Si M. [O], en donnant un coup de poing dans un container à la suite de reproches de son chef de chantier, s’est manifestement soustrait à l’autorité de son employeur, il n’en demeure pas moins que les réponses apportées tant par l’intéressé que par la société [7] aux questionnaires de la caisse ont révélé que quelle qu’ait pu être l’influence d’événements survenus la veille relevant de la vie privé du salarié, les reproches formulés à son encontre par son supérieur hiérarchique avaient été l’élément déclencheur de son geste. Il apparaît ainsi que la [5] a apporté la preuve que l’accident du 29 juin 2021 était survenu, au moins en partie, par le fait du travail de M. [O].

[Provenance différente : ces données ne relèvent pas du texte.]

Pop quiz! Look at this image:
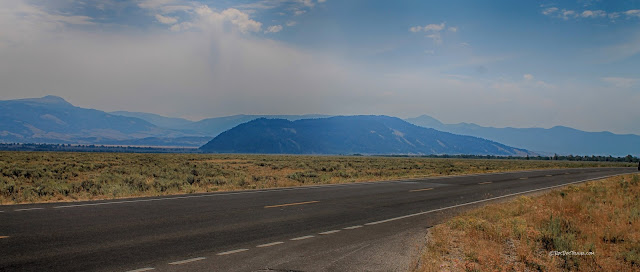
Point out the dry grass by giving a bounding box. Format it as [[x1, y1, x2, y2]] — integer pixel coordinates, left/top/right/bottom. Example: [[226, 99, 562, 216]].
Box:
[[0, 152, 631, 204], [416, 174, 640, 271]]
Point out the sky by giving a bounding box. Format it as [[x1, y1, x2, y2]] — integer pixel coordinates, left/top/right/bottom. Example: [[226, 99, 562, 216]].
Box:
[[0, 0, 640, 134]]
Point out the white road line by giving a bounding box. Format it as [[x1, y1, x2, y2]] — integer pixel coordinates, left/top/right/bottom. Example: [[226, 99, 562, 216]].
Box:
[[256, 242, 284, 247], [47, 169, 616, 209], [127, 267, 155, 272], [343, 225, 362, 230], [289, 235, 315, 241], [169, 257, 206, 265], [318, 230, 340, 235], [13, 208, 44, 212], [365, 173, 626, 226], [216, 248, 249, 256]]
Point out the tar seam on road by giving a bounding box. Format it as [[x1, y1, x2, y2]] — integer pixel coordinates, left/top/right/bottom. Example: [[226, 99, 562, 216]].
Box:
[[409, 188, 433, 192], [13, 208, 44, 212], [264, 200, 320, 209], [216, 248, 249, 256], [318, 230, 340, 235], [343, 225, 362, 230], [169, 257, 206, 265], [127, 267, 155, 272], [256, 242, 284, 247], [289, 235, 315, 241], [365, 174, 625, 226]]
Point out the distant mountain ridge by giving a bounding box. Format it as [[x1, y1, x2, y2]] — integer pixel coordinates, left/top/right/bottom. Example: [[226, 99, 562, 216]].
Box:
[[110, 111, 193, 129], [0, 96, 206, 146], [200, 115, 531, 156], [405, 115, 640, 157]]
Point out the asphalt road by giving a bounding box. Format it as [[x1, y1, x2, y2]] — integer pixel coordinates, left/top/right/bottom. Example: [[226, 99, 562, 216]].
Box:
[[0, 168, 637, 271]]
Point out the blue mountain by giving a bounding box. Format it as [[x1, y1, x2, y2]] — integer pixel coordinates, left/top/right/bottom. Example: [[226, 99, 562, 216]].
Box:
[[406, 115, 640, 157], [200, 115, 531, 156]]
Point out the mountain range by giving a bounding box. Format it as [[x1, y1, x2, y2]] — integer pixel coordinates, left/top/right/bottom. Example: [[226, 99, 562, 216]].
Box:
[[406, 115, 640, 157], [200, 115, 531, 156], [0, 96, 211, 146], [0, 96, 640, 156]]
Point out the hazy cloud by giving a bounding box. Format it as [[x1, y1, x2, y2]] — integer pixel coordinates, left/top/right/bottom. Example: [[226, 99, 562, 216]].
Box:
[[602, 77, 638, 88], [409, 22, 458, 44], [156, 14, 178, 25], [264, 25, 282, 33]]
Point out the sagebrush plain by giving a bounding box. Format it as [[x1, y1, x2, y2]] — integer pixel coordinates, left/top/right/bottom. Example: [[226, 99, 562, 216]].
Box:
[[0, 152, 633, 205], [414, 174, 640, 271]]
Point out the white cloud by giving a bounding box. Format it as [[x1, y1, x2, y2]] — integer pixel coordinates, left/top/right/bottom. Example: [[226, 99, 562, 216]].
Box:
[[602, 77, 638, 88], [138, 0, 177, 9], [409, 22, 458, 44], [156, 14, 178, 25], [169, 22, 194, 32], [422, 23, 444, 32], [426, 32, 442, 44], [409, 26, 422, 33], [409, 23, 444, 33], [561, 9, 577, 20], [195, 5, 262, 33], [624, 9, 640, 17], [264, 25, 282, 33], [580, 10, 607, 18], [542, 7, 558, 15], [295, 0, 315, 8]]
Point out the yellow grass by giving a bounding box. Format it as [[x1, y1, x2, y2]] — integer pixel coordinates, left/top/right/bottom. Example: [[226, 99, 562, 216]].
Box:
[[416, 174, 640, 271]]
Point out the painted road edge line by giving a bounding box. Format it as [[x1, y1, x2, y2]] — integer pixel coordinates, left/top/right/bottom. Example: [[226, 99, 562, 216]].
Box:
[[216, 248, 249, 256], [169, 257, 206, 265], [289, 235, 315, 241], [256, 242, 284, 247], [127, 267, 155, 272], [264, 200, 320, 209], [365, 173, 627, 226]]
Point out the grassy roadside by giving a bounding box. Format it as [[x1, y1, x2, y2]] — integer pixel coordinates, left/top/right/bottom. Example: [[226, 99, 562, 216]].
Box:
[[415, 174, 640, 271], [0, 152, 632, 204]]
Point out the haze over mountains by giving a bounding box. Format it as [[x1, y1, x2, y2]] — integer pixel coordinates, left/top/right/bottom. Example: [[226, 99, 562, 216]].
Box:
[[200, 115, 530, 156], [406, 115, 640, 157], [0, 96, 640, 156]]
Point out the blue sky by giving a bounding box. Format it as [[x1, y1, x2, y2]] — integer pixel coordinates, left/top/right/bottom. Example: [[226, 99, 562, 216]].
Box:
[[0, 0, 640, 134]]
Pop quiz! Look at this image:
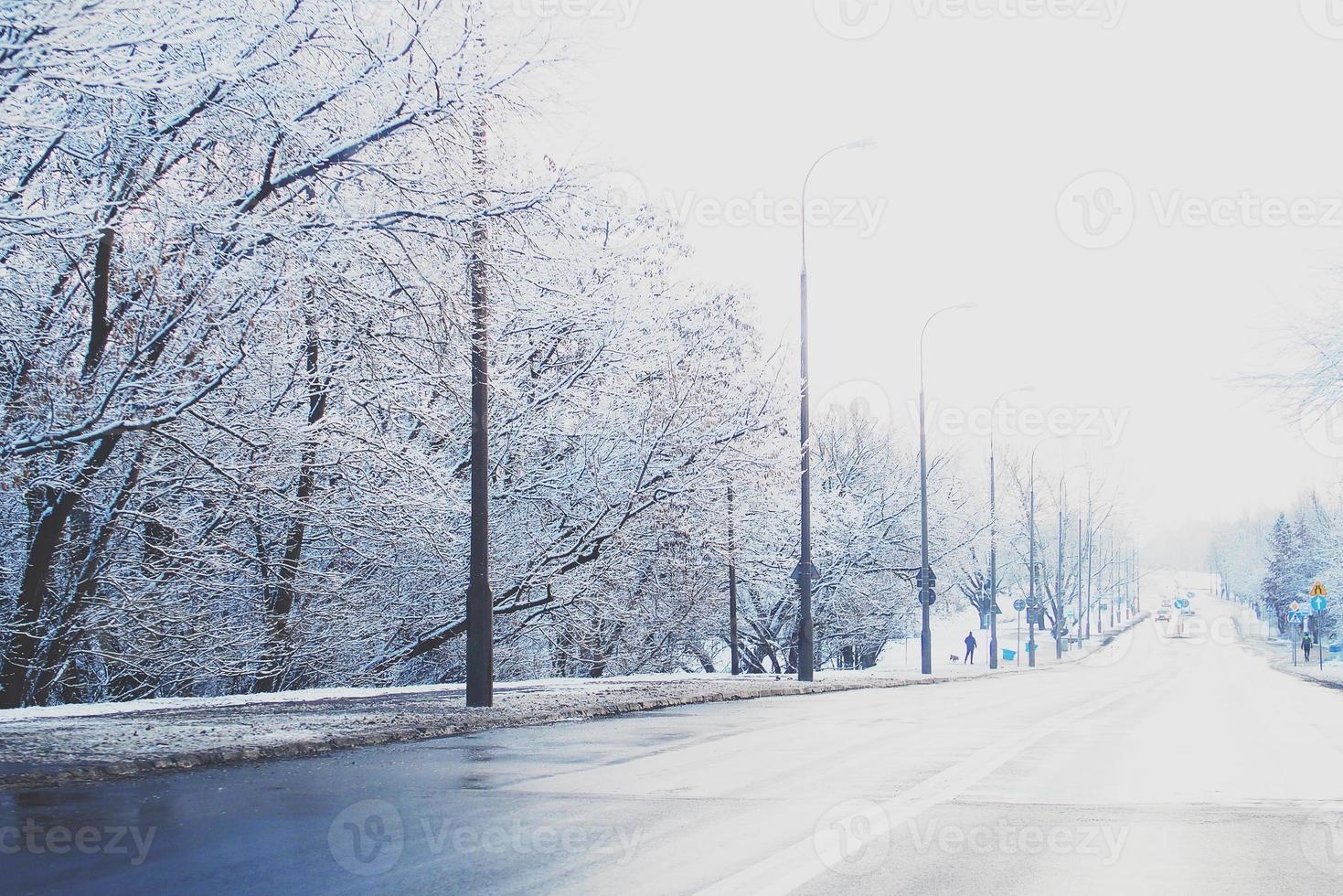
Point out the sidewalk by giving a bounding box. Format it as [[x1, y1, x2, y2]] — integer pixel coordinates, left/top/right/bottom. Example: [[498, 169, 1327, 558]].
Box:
[[1222, 602, 1343, 689], [0, 618, 1140, 786]]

Dans ces conditions, il y a lieu de débouter la société [7] de sa demande tendant à ce que lui soit déclarée inopposable la décision de la [5] retenant l’origine professionnelle de l’accident du 25 juin 2021.
PAR CES MOTIFS
Le tribunal, statuant publiquement, par jugement contradictoire et en premier ressort, mis à disposition au greffe, – Dit la société [7] recevable en son recours contentieux;
— Dit que c’est à bon droit que la [5] a pris en charge l’accident survenu le 25 juin2021 à M. [B] [O], en application de l’article L 411-1 du code de la sécurité sociale;
— Déclare opposable à la société [7] la décision de prise en charge de cet accident;
— Déboute la société [7] de toutes ses demandes plus amples ou contraires;
— Condamne la société [7] aux dépens.
RAPPELLE que conformément aux dispositions des articles 34 et 538 du code de procédure civile et R. 211-3 du code de l’organisation judiciaire, les parties disposent d’un délai d’UN MOIS à compter de la notification de la présente décision pour en INTERJETER APPEL ;
AINSI JUGÉ ET PRONONCÉ par mise à disposition du jugement au greffe du tribunal le 23 mai 2025, les parties en ayant été préalablement avisées dans les conditions prévues au deuxième alinéa de l’article 450 du code de procédure civile, la minute étant signée par Monsieur Hubert LIFFRAN, Président, et par Loïc TIGER, Greffier.